28| SIDANG KELUARGA ANTASENA

986 83 4
                                    

Gue duduk menyandar ke tembok, mencapit hidung dengan jempol dan telunjuk. Tisu bernoda darah bertebaran di lantai. Strap heels tergeletak di dekatnya. Bagian bawah dress gue kusut akibat sembarang duduk. Tapi untungnya tetap bersih, tanpa terkena mimisan sedikitpun.

Setelah beberapa saat mempertahankan posisi seperti itu, gue melepaskan tangan. Bersyukur karena darahnya berhenti keluar. Gue pungut satu persatu tisu terus dibuang ke tempat sampah. Di depan cermin, gue mengelap tangan dengan tisu basah, membersihan kembali hidung, dan menambahkan bedak yang hilang.

Bertepatan saat pakai heels, pintu diketuk. Gue segera beranjak memutar kunci. Begitu terbuka, Heksa dengan setelan jas hitamnya berdiri disana.

"H-hai," sapa gue, gugup.

Heksa ngasih tatapan menganalisis. Terus kepalanya miring. "Kamu kenapa?"

"Kenapa apanya?" tanya gue bingung. Buru-buru memeriksa tubuh dan cuma menemukan dress yang agak kusut.

"Ini." Heksa meraih tangan gue. Yang bodohnya, masih memegang gumpalan tisu basah bernoda merah. "Kamu luka?"

Gue senyum tipis, melepaskan pegangannya. "Ini- cuma mimisan."

Pandangan Heksa berubah khawatir. "Mimisan? Pasti karena latihan tadi, kan?"

"Bukan, Sa. Biasanya juga emang gini, kok. Gak papa." Gue tau ini bawaan hamil. Suhu tubuh yang selalu meningkat bisa jadi pemicunya. Apalagi beberapa hari belakangan gue stres mikirin Heksa.

"Besok ke dokter, ya?"

"Ya ampun, gak usah." tolak gue, tertawa pelan. "Gak usah repot-repot, ini kan bukan anak lo."

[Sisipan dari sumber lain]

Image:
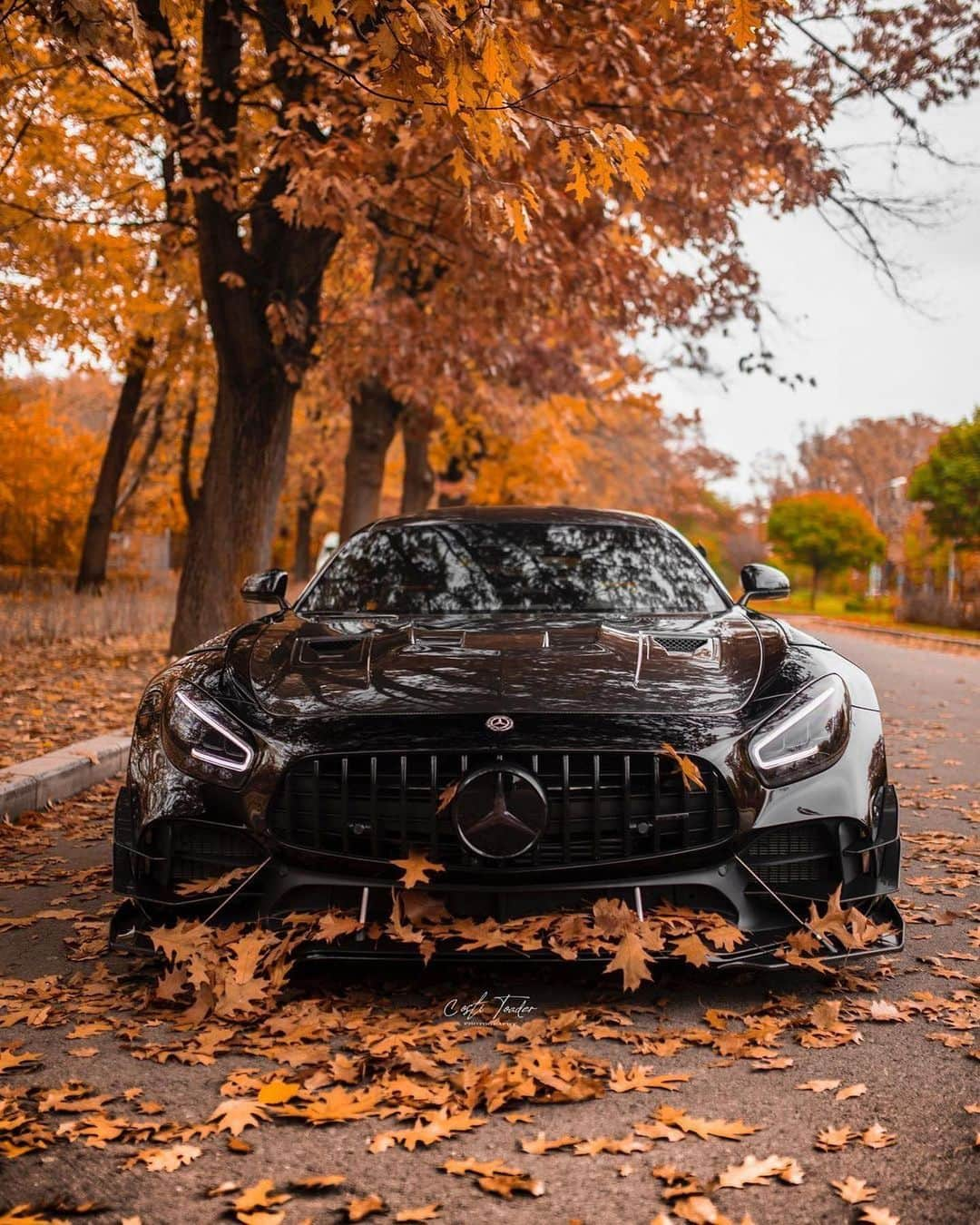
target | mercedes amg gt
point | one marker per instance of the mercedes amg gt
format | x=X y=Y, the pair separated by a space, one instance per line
x=514 y=692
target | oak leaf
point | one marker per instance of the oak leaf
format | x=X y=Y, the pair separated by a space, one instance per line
x=359 y=1210
x=854 y=1191
x=541 y=1144
x=876 y=1137
x=260 y=1194
x=819 y=1085
x=850 y=1091
x=318 y=1182
x=505 y=1185
x=416 y=868
x=833 y=1140
x=692 y=949
x=690 y=773
x=169 y=1159
x=757 y=1172
x=238 y=1113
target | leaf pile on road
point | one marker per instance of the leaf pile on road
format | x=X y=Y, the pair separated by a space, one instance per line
x=54 y=695
x=283 y=1056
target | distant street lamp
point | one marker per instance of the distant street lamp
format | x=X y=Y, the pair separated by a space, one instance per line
x=875 y=571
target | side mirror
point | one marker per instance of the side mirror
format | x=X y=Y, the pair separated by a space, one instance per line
x=763 y=583
x=266 y=587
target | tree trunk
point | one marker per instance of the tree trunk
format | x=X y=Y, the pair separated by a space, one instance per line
x=303 y=554
x=374 y=414
x=234 y=517
x=100 y=524
x=419 y=479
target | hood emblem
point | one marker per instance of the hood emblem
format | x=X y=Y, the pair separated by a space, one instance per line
x=500 y=811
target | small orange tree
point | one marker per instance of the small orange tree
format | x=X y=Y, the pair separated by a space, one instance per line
x=827 y=532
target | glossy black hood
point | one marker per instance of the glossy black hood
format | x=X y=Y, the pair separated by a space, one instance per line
x=688 y=665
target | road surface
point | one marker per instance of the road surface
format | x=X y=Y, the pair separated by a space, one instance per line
x=908 y=1032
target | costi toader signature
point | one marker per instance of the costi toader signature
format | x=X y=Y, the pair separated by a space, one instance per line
x=489 y=1010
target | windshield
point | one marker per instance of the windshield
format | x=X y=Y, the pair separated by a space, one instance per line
x=514 y=567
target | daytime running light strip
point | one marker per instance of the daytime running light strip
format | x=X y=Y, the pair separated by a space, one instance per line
x=202 y=755
x=802 y=753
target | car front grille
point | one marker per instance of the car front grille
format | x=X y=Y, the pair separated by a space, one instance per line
x=601 y=806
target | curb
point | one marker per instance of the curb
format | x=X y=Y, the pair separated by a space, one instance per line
x=63 y=773
x=946 y=640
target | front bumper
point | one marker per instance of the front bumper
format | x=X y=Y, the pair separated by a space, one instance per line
x=738 y=887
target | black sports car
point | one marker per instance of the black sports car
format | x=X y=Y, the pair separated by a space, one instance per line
x=514 y=692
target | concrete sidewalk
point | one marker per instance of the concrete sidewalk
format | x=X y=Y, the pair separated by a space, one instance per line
x=937 y=640
x=63 y=773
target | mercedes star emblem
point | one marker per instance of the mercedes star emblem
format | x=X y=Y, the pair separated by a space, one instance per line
x=500 y=810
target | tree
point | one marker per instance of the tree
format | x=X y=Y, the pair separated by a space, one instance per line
x=865 y=458
x=827 y=532
x=46 y=467
x=949 y=484
x=290 y=126
x=94 y=258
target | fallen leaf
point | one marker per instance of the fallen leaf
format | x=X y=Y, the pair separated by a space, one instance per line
x=260 y=1194
x=850 y=1091
x=854 y=1191
x=872 y=1215
x=876 y=1137
x=416 y=868
x=819 y=1085
x=238 y=1113
x=358 y=1210
x=539 y=1144
x=426 y=1213
x=756 y=1172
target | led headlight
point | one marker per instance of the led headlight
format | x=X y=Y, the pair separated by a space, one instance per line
x=203 y=739
x=805 y=735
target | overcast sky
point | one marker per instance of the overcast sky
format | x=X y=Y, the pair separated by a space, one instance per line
x=870 y=354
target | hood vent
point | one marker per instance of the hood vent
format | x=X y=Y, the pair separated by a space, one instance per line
x=680 y=646
x=314 y=651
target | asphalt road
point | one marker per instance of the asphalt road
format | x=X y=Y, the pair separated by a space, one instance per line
x=916 y=1087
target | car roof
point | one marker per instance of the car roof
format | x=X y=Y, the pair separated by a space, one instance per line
x=516 y=514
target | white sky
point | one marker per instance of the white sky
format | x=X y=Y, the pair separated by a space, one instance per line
x=870 y=354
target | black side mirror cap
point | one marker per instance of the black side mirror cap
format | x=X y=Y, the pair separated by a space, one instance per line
x=762 y=582
x=266 y=587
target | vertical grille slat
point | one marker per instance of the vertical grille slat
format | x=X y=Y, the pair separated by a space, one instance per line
x=627 y=833
x=434 y=802
x=345 y=822
x=603 y=806
x=566 y=808
x=597 y=805
x=374 y=805
x=403 y=798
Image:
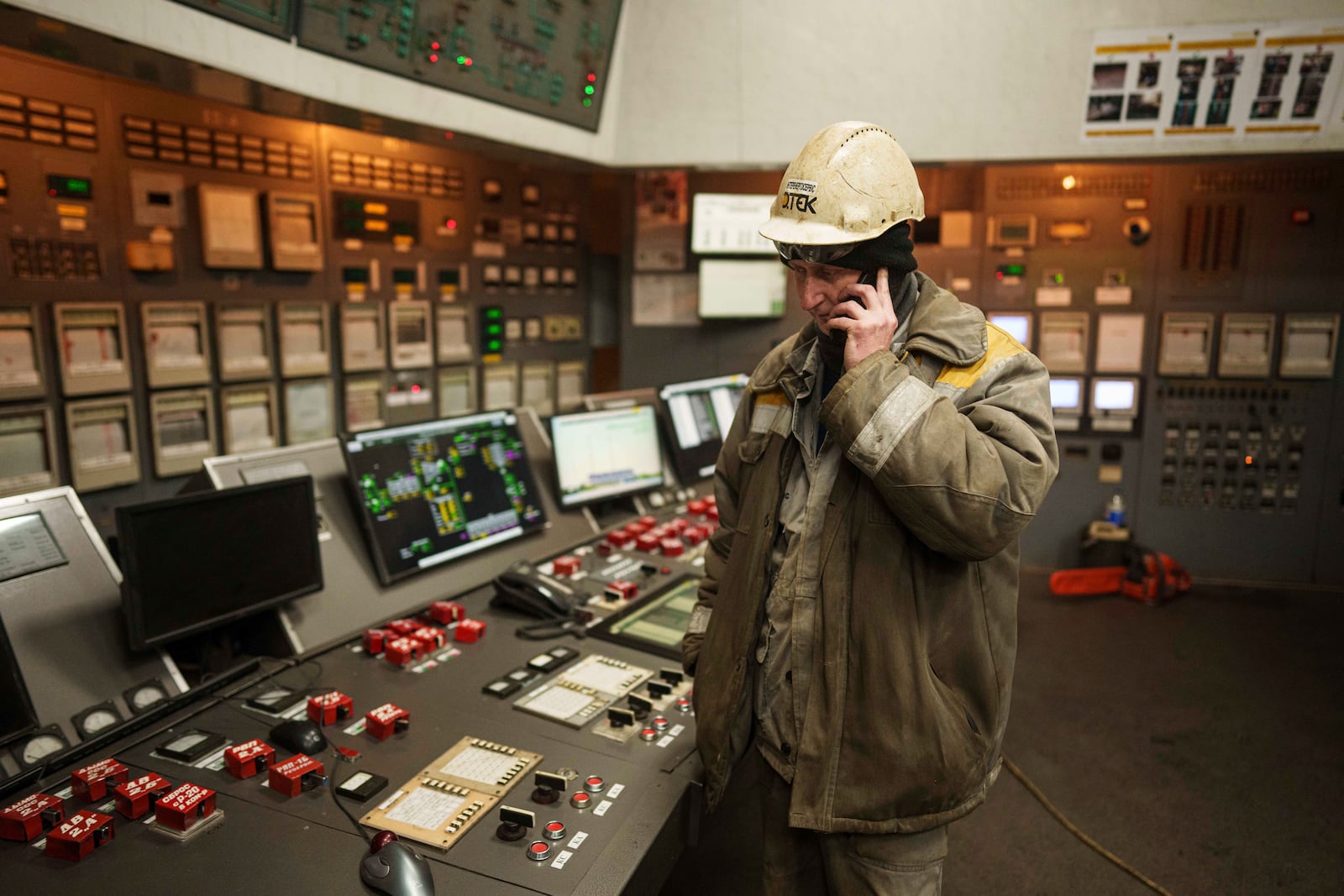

Bibir Heksa mengatup, bikin gue sadar salah bicara. Sebelum kecanggungan berlanjut, gue melemparkan tisu ke tempat sampah, merapikan dress dan rambut. "Berangkat sekarang?"

Ketegangan mendadak muncul di wajah dia. "Sudah siap?"

"Siap gak siap, harus siap, kan?"

🏹🏹🏹

Kedatangan Keluarga Antasena malam ini enggak se-heboh jamuan makan waktu itu. Penjagaan minim, bahkan dengar-dengar Miko cuma mengerahkan lima orang saja. Della yang biasanya selalu terlibat pun malah santai di kamarnya. Selain acaranya yang dadakan, pertemuan ini memang melenceng dari rencana perjodohan, sehingga terkesan darurat.

Seakan mengulang malam kemarin, gue berpengangan dengan Heksa, saling menguatkan. Beberapa anggota yang papasan memandang takjub sekaligus penasaran. Heksa mengabaikan. Gue lebih bodo amat lagi karena terbiasa jadi bahan gosip sekolah.

Melewati gerbang penghubung dengan rumah Gandewa, bulan mendadak tertutup awan. Udara dingin menghukum gue yang pakai dress off shoulder. Heksa membawa gue menyusuri taman, melewati kolam renang, hingga sampai di pintu samping yang terbuka. Dua orang bersetelan hitam berjaga, kelihatannya dari Keluarga Antasena. Gue gemetaran.

Heksa menghela napas panjang. Gue menoleh, dia balas menatap. "Ayo."

Gue mengangguk, melangkahkan kaki ke dalam rumah mewah itu. Tegang sekaligus takut sama sekali enggak ngasih celah untuk mengagumi interior rumah. Hanya dingin. Itu yang gue rasakan sehingga menggigil. Kami berbelok sekali kemudian masuk ke ruangan luas. Mirip ruang keluarga kemarin malam, tapi yang ini lebih terkesan formal.

Lampu gantung berpendar di atasnya. Dan orang-orang sudah berkumpul. Tuan dan Nyonya Gandewa, Tuan dan Nyonya Antasena, serta Aveline. Mereka semua menoleh, ngasih tatapan benci, kecuali Nyonya Gandewa. Aveline, emosi berkobar lewat matanya yang memerah dan sembab. Dia habis nangis?